Appendix 1: Test problems

This appendix holds a collection of nonconvex NLP problems used in the computational study in this paper. Most of the problems can be found in the GLOBALLib library [52] and in the test problem handbooks of Floudas [20, 21]. The same problem set was used in [59].

Problem 1

[21, Chap. 4.10].

$$\begin{aligned} \underset{\mathbf{x}}{\text {minimize}} \quad&f(\mathbf{x}) = -x_1 -x_2 \\ \text {subject to}\quad&x_2 \le 2 + 8x_{1}^{2} - 8x_{1}^{3} + 2x_{1}^{4} \\&x_2 \le 36 - 96x_{1} + 88x_{1}^{2} - 32x_{1}^{3} + 4x_{1}^{4} \\&x_1 \in [0,3], x_2 \in [0,4] \end{aligned}$$

(P1)

The global optimum of (P1) is at \(\mathbf{x}^{*} = [2.3295, 3.1785]^\textsf {T}\) with \(f(\mathbf{x}^*) = -5.5080\).

Problem 2

Problem G6 in [40].

$$\begin{aligned} \underset{\mathbf{x}}{\text {minimize}} \quad&f(\mathbf{x}) = (x_1 - 10)^3 + (x_2 - 20)^3 \\ \text {subject to}\quad&100 - (x_1 - 5)^2 - (x_2 - 5)^2 \le 0 \\&-82.81 + (x_1 - 6)^2 + (x_2 - 5)^2 \le 0 \\&x_1 \in [13,100], x_2 \in [0,100] \end{aligned}$$

(P2)

Global optimum at \(\mathbf{x}^{*} = [14.0950, 0.8430]^\textsf {T}\) with \(f(\mathbf{x}^*) = -6961.815\).

Problem 3

[42].

$$\begin{aligned} \underset{\mathbf{x}}{\text {minimize}} \quad&f(\mathbf{x}) = x_1 \\ \text {subject to}\quad&x_{1}^{2} - x_2 \le 0 \\&x_2 - x_{1}^{2}(x_1 - 2) + 10^{-5} \le 0 \\&\mathbf{x} \in [-10,10]^2 \end{aligned}$$

(P3)

Global optimum at \(\mathbf{x}^{*} = [3.0, 9.00001]^\textsf {T}\) with \(f(\mathbf{x}^*) = 3\).

Problem 4

[21, Chap. 3.5]. Problem ex3.1.4 in GlobalLib.
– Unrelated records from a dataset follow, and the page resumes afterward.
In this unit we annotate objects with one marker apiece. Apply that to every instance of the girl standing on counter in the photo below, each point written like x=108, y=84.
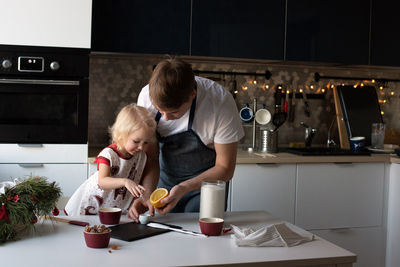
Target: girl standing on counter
x=120, y=166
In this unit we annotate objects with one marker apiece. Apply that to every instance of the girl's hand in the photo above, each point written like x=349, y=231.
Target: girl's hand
x=135, y=189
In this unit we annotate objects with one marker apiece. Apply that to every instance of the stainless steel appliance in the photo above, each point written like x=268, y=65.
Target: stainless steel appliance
x=43, y=95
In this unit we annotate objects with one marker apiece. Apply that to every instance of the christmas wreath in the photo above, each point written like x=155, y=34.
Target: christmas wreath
x=22, y=203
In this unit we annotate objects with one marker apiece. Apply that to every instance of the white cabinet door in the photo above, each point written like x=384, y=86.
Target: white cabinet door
x=44, y=153
x=339, y=195
x=393, y=222
x=367, y=243
x=68, y=176
x=269, y=187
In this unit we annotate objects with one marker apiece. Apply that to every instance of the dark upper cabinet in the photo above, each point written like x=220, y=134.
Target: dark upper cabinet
x=328, y=31
x=237, y=28
x=137, y=26
x=385, y=37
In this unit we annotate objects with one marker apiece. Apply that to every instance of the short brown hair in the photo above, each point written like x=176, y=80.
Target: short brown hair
x=171, y=83
x=131, y=118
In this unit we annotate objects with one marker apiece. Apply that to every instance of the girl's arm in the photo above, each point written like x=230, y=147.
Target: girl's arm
x=107, y=183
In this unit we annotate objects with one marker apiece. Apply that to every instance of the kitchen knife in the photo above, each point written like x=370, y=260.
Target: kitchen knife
x=74, y=222
x=163, y=226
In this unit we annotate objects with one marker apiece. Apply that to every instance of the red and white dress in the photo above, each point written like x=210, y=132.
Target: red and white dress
x=89, y=197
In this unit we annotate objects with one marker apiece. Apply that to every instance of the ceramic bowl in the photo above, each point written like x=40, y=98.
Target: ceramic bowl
x=211, y=226
x=97, y=240
x=144, y=218
x=110, y=215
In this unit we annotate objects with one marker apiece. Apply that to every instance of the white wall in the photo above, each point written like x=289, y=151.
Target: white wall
x=57, y=23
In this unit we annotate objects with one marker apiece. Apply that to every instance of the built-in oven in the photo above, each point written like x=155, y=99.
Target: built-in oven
x=43, y=95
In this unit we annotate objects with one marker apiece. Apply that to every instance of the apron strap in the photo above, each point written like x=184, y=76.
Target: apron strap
x=191, y=115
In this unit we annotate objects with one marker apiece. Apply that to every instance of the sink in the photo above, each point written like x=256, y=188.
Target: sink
x=323, y=151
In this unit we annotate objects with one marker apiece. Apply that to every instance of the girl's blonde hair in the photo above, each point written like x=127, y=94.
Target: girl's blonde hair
x=131, y=118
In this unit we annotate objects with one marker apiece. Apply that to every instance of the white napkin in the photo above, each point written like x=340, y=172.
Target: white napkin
x=276, y=235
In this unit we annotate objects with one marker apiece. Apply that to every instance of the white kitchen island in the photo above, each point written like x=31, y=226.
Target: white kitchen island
x=61, y=244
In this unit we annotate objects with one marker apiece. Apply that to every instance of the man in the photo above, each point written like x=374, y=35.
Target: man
x=198, y=132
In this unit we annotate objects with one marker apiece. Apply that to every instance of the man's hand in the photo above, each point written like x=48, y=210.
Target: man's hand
x=140, y=206
x=175, y=194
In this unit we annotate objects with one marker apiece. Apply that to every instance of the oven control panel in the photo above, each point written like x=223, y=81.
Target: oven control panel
x=30, y=64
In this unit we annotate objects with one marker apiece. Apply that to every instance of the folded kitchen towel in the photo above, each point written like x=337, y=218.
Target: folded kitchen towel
x=276, y=235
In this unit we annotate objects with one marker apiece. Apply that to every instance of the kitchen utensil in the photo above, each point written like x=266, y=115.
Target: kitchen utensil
x=263, y=116
x=212, y=199
x=74, y=222
x=211, y=226
x=246, y=114
x=357, y=143
x=292, y=107
x=306, y=104
x=269, y=141
x=134, y=231
x=110, y=215
x=279, y=116
x=166, y=227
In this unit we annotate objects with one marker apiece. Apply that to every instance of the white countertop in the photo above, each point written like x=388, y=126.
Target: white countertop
x=61, y=244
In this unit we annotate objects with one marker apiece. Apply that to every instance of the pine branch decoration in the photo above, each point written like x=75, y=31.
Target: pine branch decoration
x=23, y=203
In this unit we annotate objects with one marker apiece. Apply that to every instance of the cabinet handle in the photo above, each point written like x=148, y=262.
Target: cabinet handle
x=31, y=165
x=30, y=145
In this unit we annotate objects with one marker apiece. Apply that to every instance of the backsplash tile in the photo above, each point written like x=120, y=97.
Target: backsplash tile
x=116, y=80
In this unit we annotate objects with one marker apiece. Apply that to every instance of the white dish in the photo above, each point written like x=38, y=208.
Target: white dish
x=387, y=148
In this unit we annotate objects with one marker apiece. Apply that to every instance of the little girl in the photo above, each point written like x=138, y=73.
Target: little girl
x=119, y=166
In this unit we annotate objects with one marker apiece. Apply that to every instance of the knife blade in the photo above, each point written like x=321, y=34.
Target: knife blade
x=163, y=226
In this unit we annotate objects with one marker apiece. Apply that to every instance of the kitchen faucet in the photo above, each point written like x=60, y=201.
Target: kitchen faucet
x=309, y=134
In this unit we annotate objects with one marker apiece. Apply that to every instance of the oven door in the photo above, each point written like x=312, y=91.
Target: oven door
x=43, y=111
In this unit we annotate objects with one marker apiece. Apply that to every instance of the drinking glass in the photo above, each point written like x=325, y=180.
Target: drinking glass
x=377, y=135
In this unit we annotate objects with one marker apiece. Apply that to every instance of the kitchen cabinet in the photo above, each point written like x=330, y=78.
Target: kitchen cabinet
x=149, y=27
x=344, y=203
x=46, y=23
x=242, y=29
x=328, y=31
x=66, y=164
x=393, y=220
x=385, y=40
x=269, y=187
$$\begin{aligned} \underset{\mathbf{x}}{\text {minimize}} \quad&f(\mathbf{x}) = -2x_1 + x_2 - x_3 \\ \text {subject to}\quad&\mathbf{x}^\textsf {T}{\mathsf {A}}^\textsf {T}{\mathsf {A}} \mathbf{x} - 2 \mathbf{y}^\textsf {T}{\mathsf {A}} \mathbf{x} + ||\mathbf{y}||^2 - 0.25 ||\mathbf{b} - \mathbf{z}||^2 \ge 0 \\&x_1 + x_2 + x_3 - 4 \le 0 \\&3x_2 + x_3 - 6 \le 0 \\&x_1 \in [0,2], x_2 \in [0,10], x_3 \in [0,3] \\ \text {with data}\quad&\\ {\mathsf {A}}&= \begin{bmatrix} 0&\quad 0&\quad 1 \\ 0&\quad -1&\quad 0 \\ -2&\quad 1&\quad -1 \end{bmatrix} \\ \mathbf{b}&= [3,~0,~-4]^\textsf {T}\\ \mathbf{y}&= [1.5,~-0.5,~-5]^\textsf {T}\\ \mathbf{z}&= [0,~-1,~-6]^\textsf {T}\end{aligned}$$

(P4)

The global optimum of P4 is at \(\mathbf{x}^{*} = [0.5, 0,3]^\textsf {T}\) with \(f(\mathbf{x}^*) = -4\).

Problem 5

Himmelblau problem from [21]. Problem ex14.1.1 in GlobalLib.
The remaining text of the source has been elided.